If it feels like Erie’s Christmas weather has become harder to predict, the numbers back that up. Using local data from two 10-year windows—2000–2009 and 2015–2024—a clear pattern emerges: temperatures are warmer overall, and Christmas Day snow is less frequent, but the years that do produce snow can deliver much bigger totals.
Temperatures: A Noticeable Jump
Across the 10 years in each period, the average temperature in the more recent window (2015–2024) came in at 41.1°F, compared to 33.4°F from 2000–2009—a rise of roughly 7–8 degrees.
That matters for Christmas because small temperature shifts near freezing can flip precipitation between snow, mix, and rain.
Christmas Day Snow: Less Common, More Extreme
For new snowfall on December 25th, the early 2000s had more “small snow” years, while the more recent decade featured more zero-snow Christmases—but also much larger spikes.
That higher recent average is driven by a couple of standout years—most notably 20.9″ and 12.5″—rather than steady, consistent snowfall every Christmas.
What This Can Mean (and How Climate Fits In)
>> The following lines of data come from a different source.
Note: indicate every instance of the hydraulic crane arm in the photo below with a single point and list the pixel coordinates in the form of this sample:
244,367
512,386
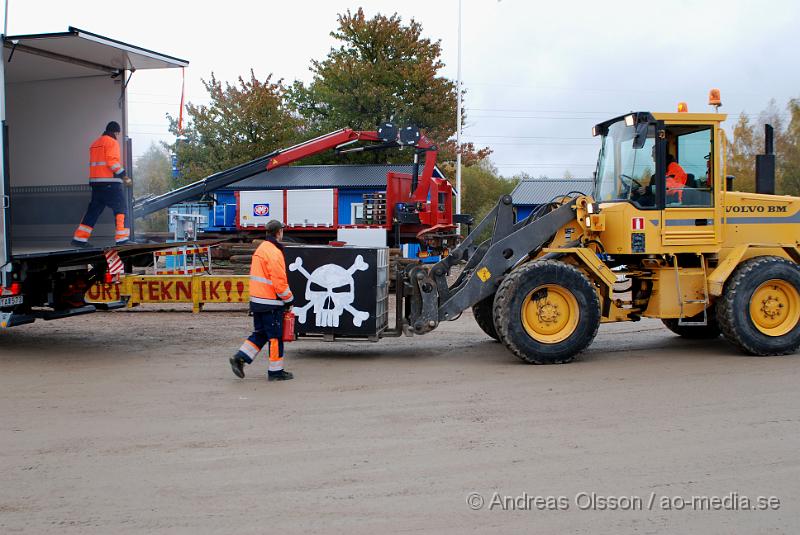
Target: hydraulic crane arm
387,135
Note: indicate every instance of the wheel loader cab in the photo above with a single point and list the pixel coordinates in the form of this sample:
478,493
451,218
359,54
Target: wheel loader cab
666,204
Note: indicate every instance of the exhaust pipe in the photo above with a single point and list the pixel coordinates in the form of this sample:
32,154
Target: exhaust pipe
765,164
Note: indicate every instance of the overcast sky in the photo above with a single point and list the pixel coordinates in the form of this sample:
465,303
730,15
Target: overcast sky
538,74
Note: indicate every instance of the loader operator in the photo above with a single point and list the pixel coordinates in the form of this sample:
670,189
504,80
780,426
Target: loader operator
676,179
270,296
106,177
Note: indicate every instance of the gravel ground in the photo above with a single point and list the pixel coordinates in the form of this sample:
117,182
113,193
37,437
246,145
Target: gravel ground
131,422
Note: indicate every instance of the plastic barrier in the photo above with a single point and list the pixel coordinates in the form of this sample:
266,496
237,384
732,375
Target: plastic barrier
197,290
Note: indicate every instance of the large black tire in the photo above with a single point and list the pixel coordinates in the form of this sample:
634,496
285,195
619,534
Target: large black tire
484,316
523,301
760,307
695,332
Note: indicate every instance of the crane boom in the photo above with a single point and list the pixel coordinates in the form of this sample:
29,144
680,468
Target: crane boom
282,157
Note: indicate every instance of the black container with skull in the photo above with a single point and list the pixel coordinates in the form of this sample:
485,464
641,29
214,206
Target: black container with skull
339,291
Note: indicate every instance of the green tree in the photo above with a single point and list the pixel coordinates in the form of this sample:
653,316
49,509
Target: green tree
481,187
153,176
789,158
243,121
383,70
742,152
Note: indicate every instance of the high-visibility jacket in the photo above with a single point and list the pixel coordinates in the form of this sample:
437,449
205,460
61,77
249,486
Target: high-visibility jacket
676,180
104,161
268,282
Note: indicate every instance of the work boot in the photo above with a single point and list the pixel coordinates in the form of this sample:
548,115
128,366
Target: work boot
281,375
237,366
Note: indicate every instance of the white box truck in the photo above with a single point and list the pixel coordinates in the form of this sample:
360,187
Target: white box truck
57,93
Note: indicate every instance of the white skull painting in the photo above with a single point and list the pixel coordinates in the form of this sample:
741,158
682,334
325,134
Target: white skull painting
330,290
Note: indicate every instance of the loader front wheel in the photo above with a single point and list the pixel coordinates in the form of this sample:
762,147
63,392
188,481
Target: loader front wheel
546,312
760,307
483,312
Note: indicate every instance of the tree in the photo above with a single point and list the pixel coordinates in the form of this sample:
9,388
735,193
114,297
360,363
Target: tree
383,70
789,161
482,187
242,122
742,152
153,176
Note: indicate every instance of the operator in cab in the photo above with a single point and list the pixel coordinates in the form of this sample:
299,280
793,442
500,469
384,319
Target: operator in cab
106,177
676,180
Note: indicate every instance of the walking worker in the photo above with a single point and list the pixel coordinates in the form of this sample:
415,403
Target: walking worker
106,177
270,296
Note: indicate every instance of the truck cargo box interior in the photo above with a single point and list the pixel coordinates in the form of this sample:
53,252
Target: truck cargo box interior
61,90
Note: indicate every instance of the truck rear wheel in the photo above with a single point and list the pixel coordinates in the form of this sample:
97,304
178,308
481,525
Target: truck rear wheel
695,332
546,312
484,316
760,307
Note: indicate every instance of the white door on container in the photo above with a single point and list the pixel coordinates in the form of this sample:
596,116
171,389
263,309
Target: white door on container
309,207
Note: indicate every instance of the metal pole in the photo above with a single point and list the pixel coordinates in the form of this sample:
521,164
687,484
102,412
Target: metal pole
458,121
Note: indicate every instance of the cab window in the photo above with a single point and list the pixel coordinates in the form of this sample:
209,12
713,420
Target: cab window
689,180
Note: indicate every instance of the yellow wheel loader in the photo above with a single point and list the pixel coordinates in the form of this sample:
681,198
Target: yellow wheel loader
665,235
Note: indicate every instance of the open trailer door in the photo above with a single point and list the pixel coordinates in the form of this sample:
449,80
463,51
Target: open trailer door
5,200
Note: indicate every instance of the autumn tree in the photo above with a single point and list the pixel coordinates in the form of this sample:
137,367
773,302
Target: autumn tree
482,187
243,121
789,159
383,69
742,150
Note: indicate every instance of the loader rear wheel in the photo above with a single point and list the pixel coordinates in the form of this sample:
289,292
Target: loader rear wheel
760,307
695,332
546,312
483,312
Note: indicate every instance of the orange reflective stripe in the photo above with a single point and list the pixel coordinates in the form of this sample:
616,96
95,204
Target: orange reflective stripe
275,357
274,349
82,233
104,159
268,282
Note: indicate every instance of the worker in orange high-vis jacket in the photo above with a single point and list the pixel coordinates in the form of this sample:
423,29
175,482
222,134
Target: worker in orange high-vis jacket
676,180
270,296
106,177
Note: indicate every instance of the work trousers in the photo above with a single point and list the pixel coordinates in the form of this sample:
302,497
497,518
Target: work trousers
105,195
267,330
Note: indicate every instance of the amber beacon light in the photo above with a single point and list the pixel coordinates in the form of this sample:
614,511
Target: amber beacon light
714,99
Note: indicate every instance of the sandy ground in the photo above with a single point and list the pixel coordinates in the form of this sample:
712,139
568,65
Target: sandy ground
131,422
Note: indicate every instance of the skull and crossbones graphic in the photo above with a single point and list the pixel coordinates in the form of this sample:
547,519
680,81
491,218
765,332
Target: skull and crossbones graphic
330,291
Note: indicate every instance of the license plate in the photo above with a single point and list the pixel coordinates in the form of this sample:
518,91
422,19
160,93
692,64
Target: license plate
10,301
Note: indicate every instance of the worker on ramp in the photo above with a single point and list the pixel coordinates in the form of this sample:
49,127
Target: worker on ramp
106,177
270,296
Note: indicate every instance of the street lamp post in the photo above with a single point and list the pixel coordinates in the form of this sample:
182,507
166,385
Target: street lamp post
458,120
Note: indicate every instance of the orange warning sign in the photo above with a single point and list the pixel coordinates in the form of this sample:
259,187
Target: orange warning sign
197,290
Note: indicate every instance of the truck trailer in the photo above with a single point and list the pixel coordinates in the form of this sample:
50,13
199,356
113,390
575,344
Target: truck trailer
57,92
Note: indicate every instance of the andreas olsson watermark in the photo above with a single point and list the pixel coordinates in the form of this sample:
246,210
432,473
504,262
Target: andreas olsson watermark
592,501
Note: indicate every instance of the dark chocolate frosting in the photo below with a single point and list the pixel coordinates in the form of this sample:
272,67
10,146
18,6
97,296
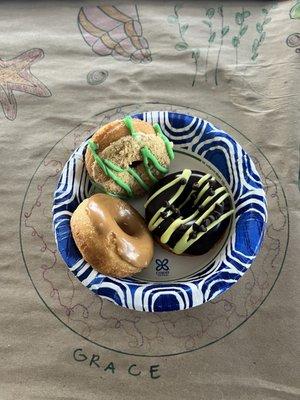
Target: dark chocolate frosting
188,212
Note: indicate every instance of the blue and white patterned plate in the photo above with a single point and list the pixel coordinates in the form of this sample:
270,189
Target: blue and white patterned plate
175,282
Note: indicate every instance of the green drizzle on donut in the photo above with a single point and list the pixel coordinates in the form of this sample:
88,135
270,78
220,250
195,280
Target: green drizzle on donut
111,169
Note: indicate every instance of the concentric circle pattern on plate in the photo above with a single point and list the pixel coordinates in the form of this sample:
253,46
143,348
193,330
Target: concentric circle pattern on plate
220,149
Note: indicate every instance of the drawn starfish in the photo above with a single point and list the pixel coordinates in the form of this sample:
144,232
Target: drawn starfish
15,75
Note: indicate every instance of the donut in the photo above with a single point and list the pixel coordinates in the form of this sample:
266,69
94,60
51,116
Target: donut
126,157
111,236
188,212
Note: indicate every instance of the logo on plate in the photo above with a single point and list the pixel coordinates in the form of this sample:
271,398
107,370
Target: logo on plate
162,267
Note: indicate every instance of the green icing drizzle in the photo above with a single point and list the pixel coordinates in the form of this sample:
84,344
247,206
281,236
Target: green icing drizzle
129,125
108,167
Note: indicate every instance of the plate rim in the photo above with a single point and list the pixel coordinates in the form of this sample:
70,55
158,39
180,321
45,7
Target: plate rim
163,285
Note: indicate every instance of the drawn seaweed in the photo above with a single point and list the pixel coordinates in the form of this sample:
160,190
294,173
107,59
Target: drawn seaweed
260,28
212,35
183,44
242,29
223,32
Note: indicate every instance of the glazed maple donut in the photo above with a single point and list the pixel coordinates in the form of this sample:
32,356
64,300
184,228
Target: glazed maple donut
111,236
126,157
188,212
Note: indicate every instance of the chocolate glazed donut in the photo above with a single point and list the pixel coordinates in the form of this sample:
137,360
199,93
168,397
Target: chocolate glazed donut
188,212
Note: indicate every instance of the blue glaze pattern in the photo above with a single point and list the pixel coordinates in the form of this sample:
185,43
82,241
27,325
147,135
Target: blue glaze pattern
219,148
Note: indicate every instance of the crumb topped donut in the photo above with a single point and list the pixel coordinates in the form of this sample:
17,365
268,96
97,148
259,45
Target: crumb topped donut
126,157
188,212
111,236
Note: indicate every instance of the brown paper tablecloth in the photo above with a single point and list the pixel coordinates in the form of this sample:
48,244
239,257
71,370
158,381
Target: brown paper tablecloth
233,63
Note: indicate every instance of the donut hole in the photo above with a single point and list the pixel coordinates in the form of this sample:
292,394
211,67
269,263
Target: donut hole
125,227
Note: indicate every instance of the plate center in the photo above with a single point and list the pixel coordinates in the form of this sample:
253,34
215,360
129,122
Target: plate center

This pattern is consistent with what meteorologists often describe in a warming climate around the Great Lakes: warmer average conditions reduce the number of cold-enough snow days, but open water can supply extra moisture when cold air does arrive—setting the stage for occasional high-impact lake-effect events.
Bottom Line
Erie’s Christmas weather story isn’t simply “less snow.” It’s closer to this: warmer overall, fewer snowy Christmases, but a higher ceiling for big snow when conditions line up.